Question

I really don't believe in generic text file parser anymore - especially those files are meant for human readers. Files like HTML and web log can be well handled by Beautiful Soap or Regular Expression. But the human readable text file is still a tough nut to crack.

Just that I am willing to hand-coded a text file parser, tailoring every different format I would encounter. I still want to see if it is possible to have a better program structure in the way that I will still able to understand the program logic 3 months down the road.
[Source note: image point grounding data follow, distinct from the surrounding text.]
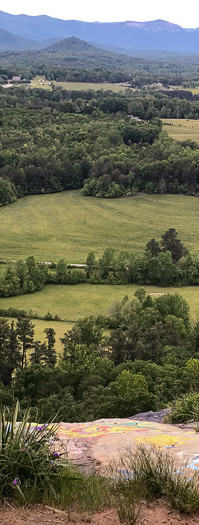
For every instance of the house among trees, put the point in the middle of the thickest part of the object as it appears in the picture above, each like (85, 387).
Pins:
(16, 78)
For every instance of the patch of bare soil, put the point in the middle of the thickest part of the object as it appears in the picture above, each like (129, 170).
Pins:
(154, 514)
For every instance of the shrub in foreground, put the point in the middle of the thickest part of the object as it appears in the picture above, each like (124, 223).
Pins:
(152, 474)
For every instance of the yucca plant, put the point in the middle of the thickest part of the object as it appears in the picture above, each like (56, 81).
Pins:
(28, 463)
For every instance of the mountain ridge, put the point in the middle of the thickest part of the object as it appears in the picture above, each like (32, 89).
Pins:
(159, 35)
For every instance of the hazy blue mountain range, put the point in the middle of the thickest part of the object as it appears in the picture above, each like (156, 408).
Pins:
(157, 35)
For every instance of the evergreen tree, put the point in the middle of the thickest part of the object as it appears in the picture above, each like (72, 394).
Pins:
(50, 356)
(25, 332)
(38, 353)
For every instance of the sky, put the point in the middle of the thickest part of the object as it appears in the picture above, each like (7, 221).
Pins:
(175, 11)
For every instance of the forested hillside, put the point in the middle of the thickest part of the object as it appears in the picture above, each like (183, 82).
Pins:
(59, 140)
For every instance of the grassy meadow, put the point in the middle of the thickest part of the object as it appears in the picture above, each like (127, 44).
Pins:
(182, 129)
(69, 225)
(40, 325)
(39, 82)
(73, 302)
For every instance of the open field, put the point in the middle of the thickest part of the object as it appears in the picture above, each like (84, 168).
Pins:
(195, 90)
(181, 129)
(39, 82)
(68, 225)
(40, 325)
(74, 302)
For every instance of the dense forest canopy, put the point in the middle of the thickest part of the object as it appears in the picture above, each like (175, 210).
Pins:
(57, 140)
(149, 358)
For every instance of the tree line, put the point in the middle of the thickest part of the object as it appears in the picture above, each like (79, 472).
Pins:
(149, 358)
(164, 263)
(59, 140)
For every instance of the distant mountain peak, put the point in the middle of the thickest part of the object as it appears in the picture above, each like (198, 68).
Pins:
(155, 26)
(71, 43)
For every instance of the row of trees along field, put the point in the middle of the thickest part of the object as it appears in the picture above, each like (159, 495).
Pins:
(54, 141)
(164, 263)
(84, 65)
(149, 358)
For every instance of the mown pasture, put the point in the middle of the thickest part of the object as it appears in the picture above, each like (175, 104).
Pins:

Also to make it readable.

Today I was given a problem to extract the time-stamps from a file:

"As of 12:30:45, ..."
"Between 1:12:00 and 3:10:45, ..."
"During this time from 3:44:50 to 4:20:55 we have ..."
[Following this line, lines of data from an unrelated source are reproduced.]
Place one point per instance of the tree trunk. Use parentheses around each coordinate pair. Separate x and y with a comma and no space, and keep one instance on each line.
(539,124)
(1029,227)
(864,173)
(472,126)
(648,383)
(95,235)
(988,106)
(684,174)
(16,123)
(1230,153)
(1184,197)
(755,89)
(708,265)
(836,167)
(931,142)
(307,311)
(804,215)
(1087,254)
The parsing is straightforward. I have the time-stamps in different locations on each line. But I am think how should I design the module/function in the way that: (1) each line format will be handle separately, (2) how to branch to the relevant function. For example, I can code each line parser like this:

def parse_as(s):
    return s.split(' ')[2], s.split(' ')[2] # returning the second same as the first for the case that only one time stamp is found

def parse_between(s):
    return s.split(' ')[2], s.split(' ')[4]

def parse_during(s):
    return s.split(' ')[4], s.split(' ')[6]

This can help me to have a quick idea about the formats already handled by the program. I can always add a new function in case I encounter another new format.
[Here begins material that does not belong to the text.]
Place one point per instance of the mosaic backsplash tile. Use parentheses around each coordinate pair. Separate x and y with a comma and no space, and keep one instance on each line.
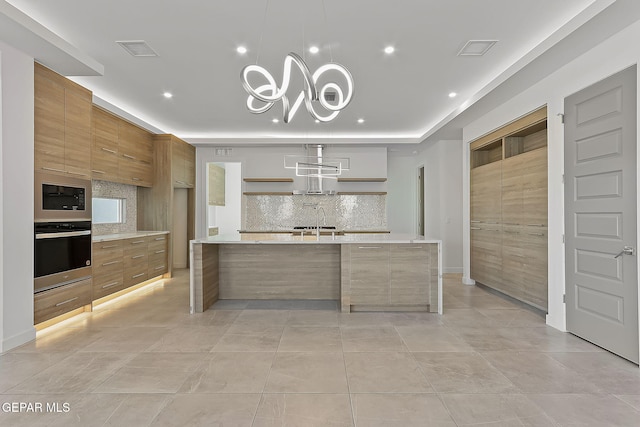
(118,191)
(345,212)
However, I still don't have an elegant way to branch to the relevant function.

# open file
for l in f.readline():
    s = l.split(' ')
    if s == 'As': 
       ts1, ts2 = parse_as(l)
    else:
       if s == 'Between':
          ts1, ts2 = parse_between(l)
       else:
          if s == 'During':
             ts1, ts2 = parse_during(l)
          else:
             print 'error!'
    # process ts1 and ts2

That's not something I want to maintain.

Any suggestion? There was once I thought decorator might help but I couldn't sort it out myself. Appreciate if anyone can point me to the correct direction.

Answer 1

Consider of using dictionary mapping:

dmap = {
    'As': parse_as,
    'Between': parse_between,
    'During': parse_during
}

Then you only need to use it like this:

dmap = {
    'As': parse_as,
    'Between': parse_between,
    'During': parse_during
}

for l in f.readline():
    s = l.split(' ')
    p = dmap.get(s, None)
    if p is None:
        print('error')
    else:
        ts1, ts2 = p(l)
        #continue to process

A lot easier to maintain. If you have new function, you just need to add it into the dmap together with its keyword:

dmap = {
    'As': parse_as,
    'Between': parse_between,
    'During': parse_during,
    'After': parse_after,
    'Before': parse_before
    #and so on
}

Answer 2

What about

start_with = ["As", "Between", "During"]
parsers = [parse_as, parse_between, parse_during]


for l in f.readlines():
    match_found = False

    for start, f in zip(start_with, parsers):
        if l.startswith(start):
            ts1, ts2 = f(l.split(' '))
            match_found = True
            break

    if not match_found:
        raise NotImplementedError('Not found!')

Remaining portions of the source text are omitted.